Por Aurimar Lima/Secom
Publicada em 05/11/2020 às 13h11
Recentemente, em Porto Velho, com a flexibilização oportunizada pela fase 4 do Plano Todos por Rondônia, que contempla a abertura comercial ampliada com prevenção contínua contra a Covid-19, a Coordenação do Programa de Controle da Hanseníase da Agência Estadual de Vigilância em Saúde (Agevisa) retomou as atividades de exposição do trabalho das artesãs acometidas pela doença, seguindo todas as medidas de segurança solicitadas pelas autoridades sanitárias.

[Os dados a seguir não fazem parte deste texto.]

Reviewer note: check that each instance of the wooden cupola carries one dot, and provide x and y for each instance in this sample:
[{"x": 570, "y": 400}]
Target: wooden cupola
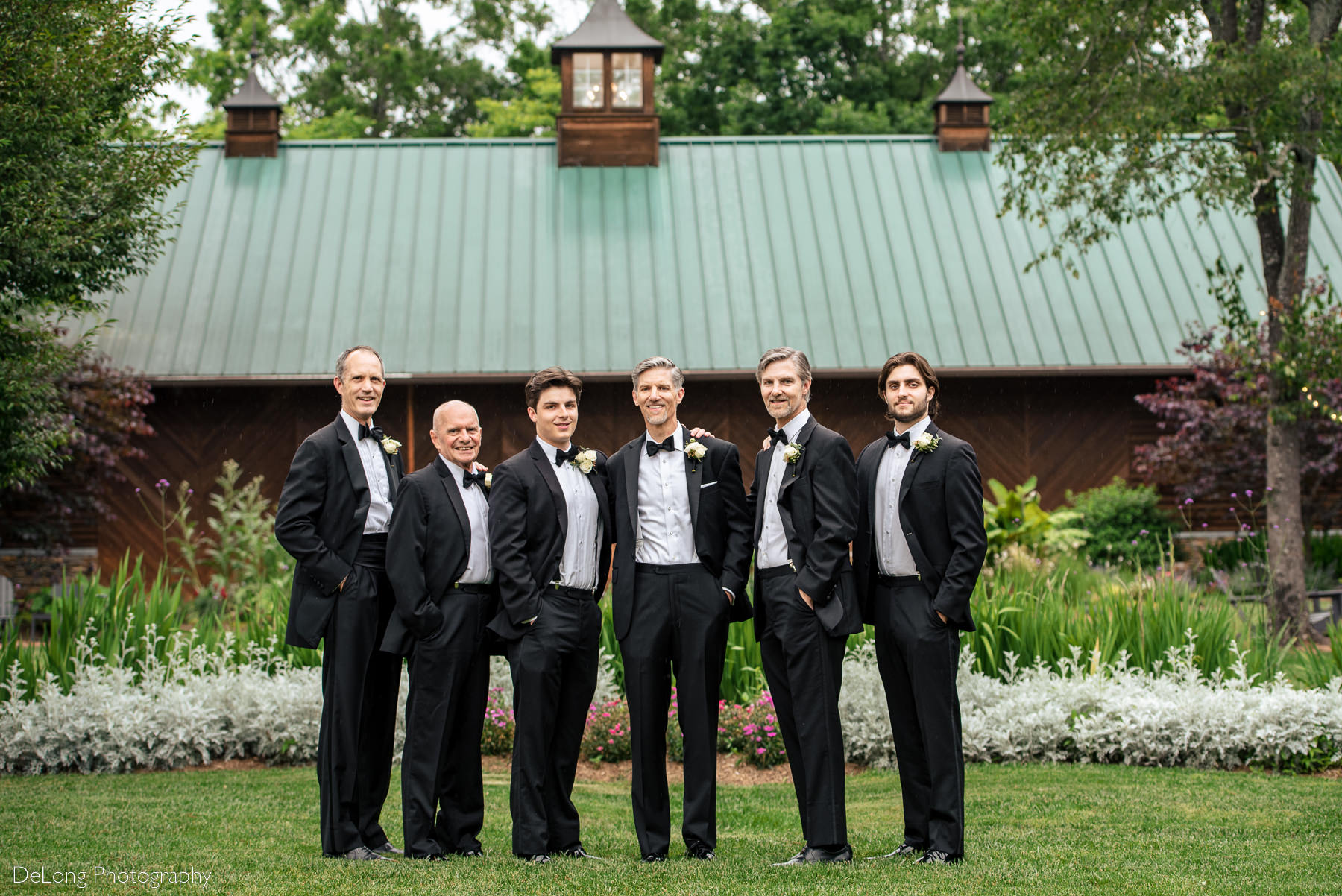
[
  {"x": 253, "y": 127},
  {"x": 961, "y": 110},
  {"x": 607, "y": 114}
]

As biojoias ou ecojoias, como são chamadas, têm ajudado centenas de pessoas acometidas de Hanseníase a serem inseridas no segmento do empreendedorismo, além de ser uma terapia que contribui fortemente para a melhora da autoestima, inclusão social e reabilitação socioeconômica de pessoas acometidas pela doença.
A Agevisa, junto à OnG NHR Brasil assumiu a responsabilidade pela formação dos artesãos e por organizar espaços para exposição dos produtos. A parceria com a organização acontece desde o ano de 1994 e em 2017 passou a integrar o projeto de reabilitação socioeconômica, que já ofereceu no Estado os cursos de gastronomia e confecção de biojoias. A coordenadora da Agevisa, Albanete Mendonça, informou que os interessados em adquirir ou divulgar os trabalhos das artesãs podem entrar em contato pelo telefone 3216 5285.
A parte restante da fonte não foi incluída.